The new ‘manual’ starting procedure regulated by the FIA for the races since the summer break was apparently not a causal effect either. Raikkonen confirmed, “We have been doing the same things for a long time and it happened to go wrong this time. So, it is not like the new rules have changed anything. It could have happened last year or earlier this year. No real changes.”
Kimi knows the rules and the Maranello way… with Ferrari the problem is never the car.
Singapore haze troubles tourists
The haze from burning forest fires in Indonesia has been plaguing Singapore for nearly a week now. Last weekend readings of over 200 on the pollution index (PSI) was recorded. However, the range of pollution in the past twenty four hours has fallen to x-x
Singapore suffers annually from this transboundary smoke between August and October, mostly from un-regulated forestry clearing in nearby Sumatra.
Channel NewsAsia has been talking to visitors who were expecting to arrive in Singapore and find blue skies and tropical sunshine.
Mr Jason Officer, from Las Vegas arrived earlier in the week with his wife to celebrate their first wedding anniversary. He said he was disheartened by the haze that has plagued Singapore.

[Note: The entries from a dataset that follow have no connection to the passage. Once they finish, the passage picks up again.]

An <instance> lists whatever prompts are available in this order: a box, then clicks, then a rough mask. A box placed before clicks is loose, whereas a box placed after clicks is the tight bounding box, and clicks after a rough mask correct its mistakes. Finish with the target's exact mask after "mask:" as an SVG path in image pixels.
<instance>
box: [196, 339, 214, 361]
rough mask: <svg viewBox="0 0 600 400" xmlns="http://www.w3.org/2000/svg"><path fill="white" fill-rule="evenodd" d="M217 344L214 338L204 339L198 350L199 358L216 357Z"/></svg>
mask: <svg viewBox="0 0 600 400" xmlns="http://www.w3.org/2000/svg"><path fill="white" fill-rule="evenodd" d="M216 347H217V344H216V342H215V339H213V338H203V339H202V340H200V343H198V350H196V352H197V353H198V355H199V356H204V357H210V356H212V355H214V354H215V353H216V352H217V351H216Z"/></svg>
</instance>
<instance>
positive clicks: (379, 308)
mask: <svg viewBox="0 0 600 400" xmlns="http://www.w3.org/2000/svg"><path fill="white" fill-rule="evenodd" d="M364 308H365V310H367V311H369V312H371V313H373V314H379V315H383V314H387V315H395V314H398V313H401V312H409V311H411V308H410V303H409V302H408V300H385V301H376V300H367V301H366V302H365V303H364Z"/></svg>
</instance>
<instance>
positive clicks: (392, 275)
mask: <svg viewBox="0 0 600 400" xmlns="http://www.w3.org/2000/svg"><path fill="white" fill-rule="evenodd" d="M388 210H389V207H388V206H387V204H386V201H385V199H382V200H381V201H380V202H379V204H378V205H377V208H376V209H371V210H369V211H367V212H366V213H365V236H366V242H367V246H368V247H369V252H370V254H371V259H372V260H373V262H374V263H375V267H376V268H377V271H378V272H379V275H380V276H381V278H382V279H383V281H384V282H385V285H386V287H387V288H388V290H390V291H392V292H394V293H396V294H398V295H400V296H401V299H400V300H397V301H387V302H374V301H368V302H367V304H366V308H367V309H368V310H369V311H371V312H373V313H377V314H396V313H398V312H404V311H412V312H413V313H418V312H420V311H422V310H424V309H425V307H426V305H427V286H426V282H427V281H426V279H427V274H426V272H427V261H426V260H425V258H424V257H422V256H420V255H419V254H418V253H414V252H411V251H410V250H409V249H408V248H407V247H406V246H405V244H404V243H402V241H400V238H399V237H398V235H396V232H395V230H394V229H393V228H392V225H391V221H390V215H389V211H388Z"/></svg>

“We were expecting a feast for our eyes, but the weather turned out to be gloomy. We really wanted to go to the beach to suntan and dine at the top of Marina Bay Sands, but I guess we have to skip it because of the haze.”
The couple are hoping to be able to enjoy the F1 race but have admitted they’ve changed their plans to take in more ‘indoor’ activities.
Another tourist, 23-year-old Ada Dyke from Nigeria, who is visiting with her husband and two-year-old son, said she has experienced difficulties breathing and has caught the flu.
The PSI has become to climb again and is set to be in the ‘unhealthy’ range today during FP1 and FP2. “Unhealthy is defined by PSI scores of 101-199.
The advice for “unhealthy” air conditions from the Singapore environment agency is to reduce/minimise prolonged or strenuous outdoor physical exertion.
TJ13 has previously commented that the FIA report following the Bianchi accident recommended seasonal weather conditions be taken into account when agreeing the time of year for an F1 event.
For those who give credence to Murphy’s law – ‘If it can happen – it will’, there will one year be significant problems during the F1 weekend in Singapore. PSI scores of over 400 have been recorded in recent years. This kind of pollution is rated hazadous.
It would appear sensible to move the Singapore GP to outside the months of August-October given the annual recurring smog like conditions.